There is a widespread perception that taking out a loan to pay for something is always a worse option than paying for it upfront in cash. That is largely due to the belief that debt is a bad thing, and in many cases it really is.
However, there are times when it simply won’t be possible to pay all of the cost of a purchase right away and when it will be necessary to finance it. In some situations – when buying a home for example – it is by far the most common and sensible strategy.
Table of Contents
- When Financing will be the Best Option
- The Pros and Cons of Finance
- The Pros and Cons of Paying Cash
When Financing will be the Best Option
The term ‘financing’ just means a loan from a credit union or bank that you will pay back in installments with added interest. There are several different instances where taking out finance to purchase something will be a smarter choice.
One example of this is when you are buying a house. Not many have the sort of cash to be able to pay the cost of a house upfront, which is why most people take out mortgage financing to buy their first home.

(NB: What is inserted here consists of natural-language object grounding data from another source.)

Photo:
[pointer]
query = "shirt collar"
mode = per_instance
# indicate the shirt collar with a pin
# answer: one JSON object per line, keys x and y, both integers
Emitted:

Choosing to finance will also be a good idea when there is a loan available with very low rates of interest. This is often the case with car purchases, as the majority of these loans are repaid so they are low risk for lenders.
Financing the purchase will leave you with money that can potentially be invested. If you can earn higher sums from investing than the loan interest repayments, financing could actually help you make money – which is why so many rich people use it.

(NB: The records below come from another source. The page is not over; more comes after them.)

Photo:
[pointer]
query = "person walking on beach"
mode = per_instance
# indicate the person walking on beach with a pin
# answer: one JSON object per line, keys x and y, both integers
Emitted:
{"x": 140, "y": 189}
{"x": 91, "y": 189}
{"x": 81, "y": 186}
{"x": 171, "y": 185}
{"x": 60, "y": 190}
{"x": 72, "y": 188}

One thing that will hurt your chances of getting financing is a bad credit score. However, there are places that will offer lower loans for small items like car tires and regular repayments of these loans can be used to rebuild your credit rating.

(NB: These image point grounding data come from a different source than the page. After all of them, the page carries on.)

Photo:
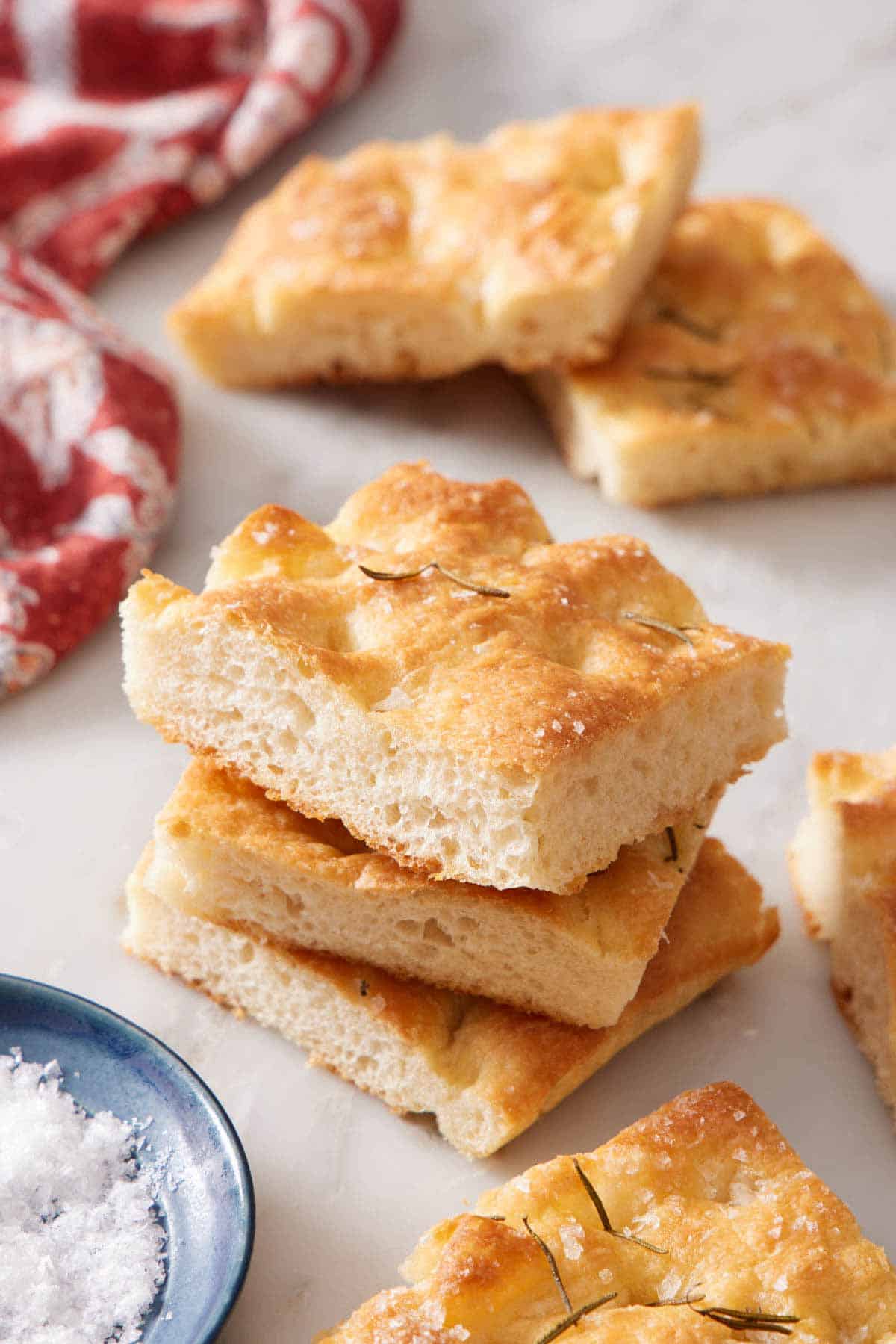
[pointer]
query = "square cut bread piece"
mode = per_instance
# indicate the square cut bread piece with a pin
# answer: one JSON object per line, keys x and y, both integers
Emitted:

The Pros and Cons of Finance
The single biggest plus point to using financing to pay for something is that it will leave you with money that can be invested. With the right investments, you can have enough to comfortably repay the loan debt and still end up with more than you started out with.
Secondly, finance lets people afford things that they otherwise would not be able to, such as property. Being able to pay sizeable costs over a longer period is often the only reason people are able to afford a home for their family.
The single biggest drawback of financing is that there is always the possibility that you will not be able to repay the loan. If your economic circumstances change – say, you lose your job – that can seriously impact your ability to pay it back.
In that situation, you would lose the home; car, or whatever other item was being paid for via a loan.
The Pros and Cons of Paying Cash
Paying for something in full using your own money means that there are no debts or interest payments to worry about. It also ensures that you own the thing outright so it cannot be repossessed.
Furthermore, although financing will leave you money to invest, there is no certainty that these investments will pay off. In that situation, you could lose your money and be faced with repaying the cost of a loan.
It is at times when you have a very strong investment opportunity that choosing cash payments will be a drawback. They could rob you of the chance to significantly increase your cash reserves.
Financing can be a fantastic opportunity and can help you earn money, but you must be sure you can afford to pay back any loans you take out.